Maybe, despite all indications to the contrary, they really do need to get somewhere in a hurry – there are clocks just above street level on the corners of half the buildings here, and half of those even work.
Once you get where you’re going in Detroit, everyone wants you to park. Parking is big here. Valet parking is offered in front of the merest deli and pharmacy, and giant signs and arrows advertise enormous garages and lots. Parking. Let me say this: parking is the last thing you have to worry about in Detroit. Hell yeah there’s parking – it’s a fucking steppe out here. Half the buildings are completely empty, a quarter have a wig shop at street level and are otherwise empty, and the rest? I think the owners let the tenants stay there for free.
The Fisher Building, for example – one of the most ornate secular buildings I’ve ever seen, with gilt and mosaics and seventy kinds of marble and twelve-foot-tall hanging light fixtures and painted groined vaulted ceilings, ahhh! - is tenanted entirely by nonprofits and government agencies. None of those people actually pay rent, I bet. It’s all got to be subsidized, I’m sure by the city, so that such a landmark doesn’t go empty and fall into disrepair.
Taking pictures in the nave of that building, people who work in it kept pausing to look up with me. “It’s beautiful, isn’t it?” “It sure is.” “No building like it in the world, is there?” “No ma’am. You’re fortunate to work here.”
It’s actually Fisher that’s fortunate. It may be the most fabulous building in Detroit, but it’s by no means the only one. Many of those empty skyscrapers (some easily 40 stories), built in the 1920’s, when money floated around like puffy white clouds here, would in any other city be considered jewels of the built landscape. Detroit is where decorative architecture spewed its last, explosive jets of tile insets and stained glass and cathedral-quality stonework... and then crawled off to slump in the corner and convert to strict functionalism out of sheer exhaustion.
The central branch of the library, another shining temple of a building, doesn't open until noon on weekdays. They've had a freeze on hiring professionals for two years and there are rumors of corruption at the management level; the vinyl chairs in the business section are twenty years old and cracked, but the murals on the third floor are fifty years old and glowing. Ok, that's Detroit. The average age of a librarian is 56.

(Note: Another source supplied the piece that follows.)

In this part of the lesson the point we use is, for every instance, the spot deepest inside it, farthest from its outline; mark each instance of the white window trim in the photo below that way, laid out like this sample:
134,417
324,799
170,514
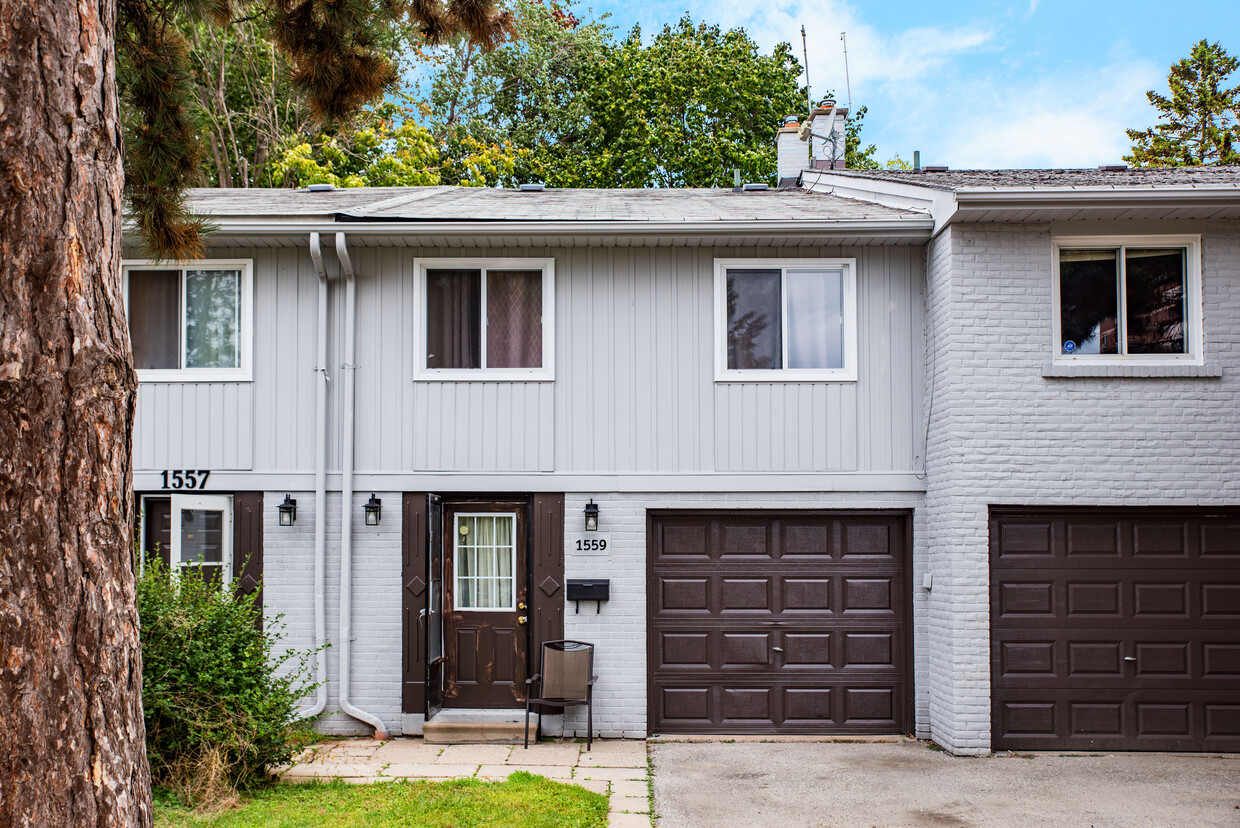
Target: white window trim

But while every other big building I've been in here echoes like a marble tomb, this place is buzzing with people - lots and lots of people flowing in and out, using the computers, checking out books, attending programs. The librarians smile. Damn it. In an economically depressed area, library services are the last thing that should be underfunded.
The library is the anomaly, though. Everywhere else it's the same: an environment built for armies – armies of auto workers stamping and bending metal to make Mercury Sables and Ford Tauri, armies of suits marshalling their comings and their goings, and circling them, armies of prosperous, sharp, no-reason-not-to-be-optimistic feeders on this industry: admen, commodities brokers, labor brokers, hell, even parking brokers - has been simply left behind. There was not enough residual energy to demolish it before they left, or even to board it up. The Packard plant (above), where cars were built from 1907 until the 1950's, consists of 74 linked buildings on 80 acres. Nobody even bothers to break the glass anymore.
This had to have been a place that hummed. Danced. Harmonized. I would like to have seen it, but I have to admit, I love it empty. I took a lot of pictures.